Difficile de croiser, à la COP21, quelqu’un qui ne connaît pas l’aventure de Solar Impulse. L’avion à propulsion solaire de Bertrand Piccard, soutenu par des personnalités de premier plan dont l’ancien vice-président américain Al Gore, vaut à l’activiste suisse une renommée internationale au sein de la diplomatie climatique mondiale. Une diplomatie qui, affirme-t-il au «Temps», ne doit surtout pas oublier l’économie.

Le Temps: Quelles sont, selon vous, les conditions de réussite de cette grande conférence climatique COP21?

Bertrand Piccard: Elle réussira si la communauté internationale comprend que le moment est venu d’investir sur les solutions. Il faut cesser de présenter sans cesse la lutte contre le réchauffement climatique comme une litanie de sacrifices qui imposerait toujours plus de contraintes à l’humanité. Au contraire. Les technologies propres, les énergies renouvelables, la capture du carbone sont autant d’horizons prometteurs pour nos économies, synonymes de croissance et d’emplois. Mon expérience, à travers Solar Impulse, est un peu celle d’un «coach». Je veux motiver mes interlocuteurs par l’exemple.

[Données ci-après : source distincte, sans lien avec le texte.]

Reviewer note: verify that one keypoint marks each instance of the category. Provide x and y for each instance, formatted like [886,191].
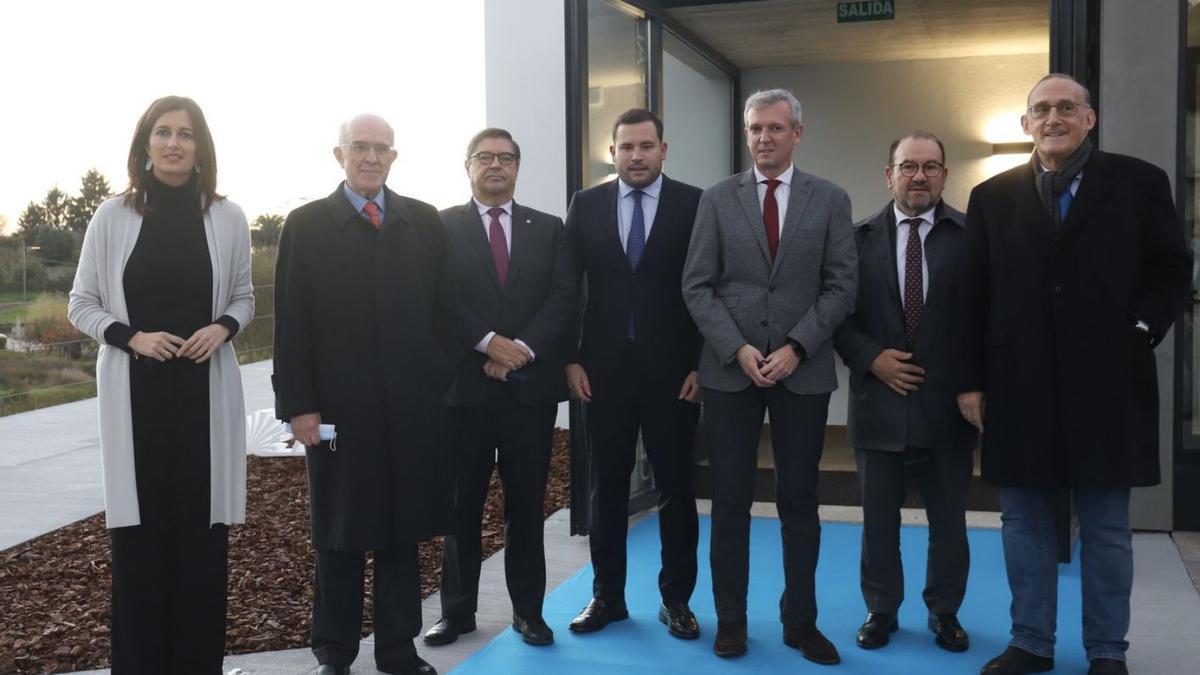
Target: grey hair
[343,130]
[765,97]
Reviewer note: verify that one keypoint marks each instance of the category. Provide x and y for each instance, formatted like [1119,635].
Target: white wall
[852,112]
[525,54]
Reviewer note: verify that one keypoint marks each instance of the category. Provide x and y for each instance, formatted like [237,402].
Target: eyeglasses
[363,148]
[485,159]
[929,168]
[1066,109]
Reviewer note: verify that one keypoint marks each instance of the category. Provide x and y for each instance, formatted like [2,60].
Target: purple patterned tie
[913,282]
[499,246]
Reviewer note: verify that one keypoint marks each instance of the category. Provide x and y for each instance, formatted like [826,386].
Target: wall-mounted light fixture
[1019,148]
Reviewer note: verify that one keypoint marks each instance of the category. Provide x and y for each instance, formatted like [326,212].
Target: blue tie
[1065,203]
[635,244]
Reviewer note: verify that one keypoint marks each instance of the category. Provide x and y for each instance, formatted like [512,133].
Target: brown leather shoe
[815,646]
[597,615]
[731,639]
[679,620]
[1015,661]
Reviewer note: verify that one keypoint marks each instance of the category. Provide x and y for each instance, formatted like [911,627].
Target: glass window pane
[696,109]
[617,67]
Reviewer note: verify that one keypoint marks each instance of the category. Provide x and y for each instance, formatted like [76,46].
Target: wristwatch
[798,348]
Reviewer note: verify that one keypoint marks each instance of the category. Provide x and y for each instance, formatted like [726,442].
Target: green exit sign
[867,11]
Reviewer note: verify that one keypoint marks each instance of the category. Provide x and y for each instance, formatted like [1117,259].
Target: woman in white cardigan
[163,284]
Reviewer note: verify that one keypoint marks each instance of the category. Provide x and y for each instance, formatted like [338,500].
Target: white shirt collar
[651,190]
[484,208]
[785,178]
[927,217]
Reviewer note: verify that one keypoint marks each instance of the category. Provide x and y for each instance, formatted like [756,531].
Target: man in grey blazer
[771,274]
[904,348]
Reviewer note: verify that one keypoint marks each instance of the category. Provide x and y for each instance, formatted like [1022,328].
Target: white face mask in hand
[328,432]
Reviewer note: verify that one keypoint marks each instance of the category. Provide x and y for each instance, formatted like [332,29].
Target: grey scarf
[1051,184]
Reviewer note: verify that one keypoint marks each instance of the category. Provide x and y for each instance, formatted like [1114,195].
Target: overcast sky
[275,78]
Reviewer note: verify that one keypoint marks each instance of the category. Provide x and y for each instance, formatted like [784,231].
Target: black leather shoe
[533,631]
[1017,661]
[447,631]
[877,629]
[1107,667]
[679,620]
[597,615]
[948,633]
[811,644]
[731,639]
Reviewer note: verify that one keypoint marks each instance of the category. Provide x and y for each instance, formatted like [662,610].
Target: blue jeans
[1105,567]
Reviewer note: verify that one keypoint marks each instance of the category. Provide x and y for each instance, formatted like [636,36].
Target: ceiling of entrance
[780,33]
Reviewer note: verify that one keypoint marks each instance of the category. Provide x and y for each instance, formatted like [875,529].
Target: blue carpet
[642,644]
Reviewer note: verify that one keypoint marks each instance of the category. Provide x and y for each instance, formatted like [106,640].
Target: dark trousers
[169,573]
[733,423]
[517,440]
[337,607]
[943,478]
[625,401]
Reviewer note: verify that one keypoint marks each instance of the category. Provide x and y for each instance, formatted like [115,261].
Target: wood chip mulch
[55,590]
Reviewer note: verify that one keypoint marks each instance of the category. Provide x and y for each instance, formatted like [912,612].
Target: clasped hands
[163,346]
[766,371]
[503,357]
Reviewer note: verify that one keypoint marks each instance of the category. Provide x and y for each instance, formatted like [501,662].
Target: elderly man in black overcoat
[1075,269]
[367,327]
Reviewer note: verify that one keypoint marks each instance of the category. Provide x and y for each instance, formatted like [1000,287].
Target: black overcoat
[879,418]
[367,330]
[1072,393]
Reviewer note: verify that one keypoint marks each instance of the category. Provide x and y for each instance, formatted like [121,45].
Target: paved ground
[49,477]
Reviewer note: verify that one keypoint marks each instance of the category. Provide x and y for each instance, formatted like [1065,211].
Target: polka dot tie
[913,282]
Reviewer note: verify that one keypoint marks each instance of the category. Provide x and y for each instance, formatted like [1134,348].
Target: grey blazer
[738,297]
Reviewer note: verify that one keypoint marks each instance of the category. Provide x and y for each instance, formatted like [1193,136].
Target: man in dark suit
[1077,268]
[636,366]
[903,350]
[513,267]
[367,324]
[771,274]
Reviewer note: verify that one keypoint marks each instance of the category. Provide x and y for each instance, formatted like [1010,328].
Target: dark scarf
[1051,184]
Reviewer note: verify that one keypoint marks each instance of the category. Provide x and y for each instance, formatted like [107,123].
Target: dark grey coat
[367,332]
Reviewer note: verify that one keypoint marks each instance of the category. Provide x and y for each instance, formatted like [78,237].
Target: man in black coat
[636,366]
[903,347]
[1077,268]
[367,324]
[514,270]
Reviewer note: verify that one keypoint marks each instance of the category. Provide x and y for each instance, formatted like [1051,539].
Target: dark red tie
[913,282]
[771,216]
[372,210]
[499,246]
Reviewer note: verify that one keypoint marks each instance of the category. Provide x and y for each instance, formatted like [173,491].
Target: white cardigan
[97,300]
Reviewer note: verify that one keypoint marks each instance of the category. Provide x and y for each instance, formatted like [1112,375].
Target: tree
[94,189]
[265,231]
[55,207]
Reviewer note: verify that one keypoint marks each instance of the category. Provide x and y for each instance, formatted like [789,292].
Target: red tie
[771,216]
[372,210]
[499,246]
[913,282]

Infographie interactive.  Promesses passées et futures des plus gros émetteurs de CO2

– Et cela va marcher cette fois?

– Je l’espère, mais je ne peux pas m’empêcher d’être inquiet à l’issue de cette première journée de déclarations des chefs d’Etat ou de gouvernement. Ils continuent, dans leur grande majorité, de dresser le constat du réchauffement! Leurs discours, lundi, étaient un vaste état des lieux, alors que l’on attend d’eux des solutions, et des moyens pour les mettre en œuvre. La COP21 doit être le lieu où ces solutions, qui le plus souvent sont connues, reçoivent l’aval des politiques. Il faut que des feux verts s’allument pour que les entreprises s’engouffrent dans la brèche. Or l’on reste encore aujourd’hui au stade du constat. C’est préoccupant.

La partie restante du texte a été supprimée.